The South Africa cricket team toured Bangladesh in October and November 2024 to play two Test matches against the Bangladesh cricket team. The Test series formed part of the 2023–2025 ICC World Test Championship. In September 2024, Bangladesh Cricket Board (BCB) confirmed the fixtures for the tour.

==Background==
On 23 September 2024, Cricket South Africa (CSA) said that they were satisfied with the security arrangements in Bangladesh.
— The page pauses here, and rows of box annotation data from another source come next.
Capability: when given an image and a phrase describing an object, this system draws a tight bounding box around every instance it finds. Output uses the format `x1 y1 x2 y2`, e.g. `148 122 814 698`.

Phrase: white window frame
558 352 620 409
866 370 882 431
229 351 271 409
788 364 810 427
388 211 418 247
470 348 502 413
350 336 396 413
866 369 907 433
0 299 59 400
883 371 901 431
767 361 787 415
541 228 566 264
On 30 September 2024, CSA confirmed to travel to Bangladesh for the Test series.

==Squads==

| Bangladesh | South Africa |
|---|---|
| Najmul Hossain Shanto (c); Khaled Ahmed; Taskin Ahmed; Jaker Ali (wk); Mahidul Islam Ankon (wk); Shakib Al Hasan; Liton Das (wk); Zakir Hasan (wk); Nayeem Hasan; Mahmudul Hasan Joy; Mehidy Hasan Miraz; Mominul Haque; Shadman Islam; Taijul Islam; Hasan Mahmud; Hasan Murad; Mushfiqur Rahim (wk); Nahid Rana; | Aiden Markram (c); Temba Bavuma (c); David Bedingham; Matthew Breetzke; Nandre Burger; Dewald Brevis; Tony de Zorzi; Keshav Maharaj; Wiaan Mulder; Senuran Muthusamy; Lungi Ngidi; Dane Paterson; Dane Piedt; Kagiso Rabada; Ryan Rickelton (wk); Tristan Stubbs; Kyle Verreynne (wk); |

On 4 October, Nandre Burger was ruled out of the series following a lumbar stress reaction. On 11 October 2024, Temba Bavuma was ruled out of the first Test due to a muscle strain in his left triceps, and Aiden Markram named as captain for the first Test. Dewald Brevis and Lungi Ngidi were added to the squad. On 25 October 2024, Temba Bavuma was ruled out of the second Test due to injury.

On 17 October, Shakib Al Hasan ruled himself out for the first Test due to security reasons, with Hasan Murad named as his replacement. On 24 October, Bangladesh rested Taskin Ahmed for the second and Khaled Ahmed was added to the squad. On 28 October, Jaker Ali was ruled out of the second Test due to a concussion, and Mahidul Islam Ankon was named as his replacement.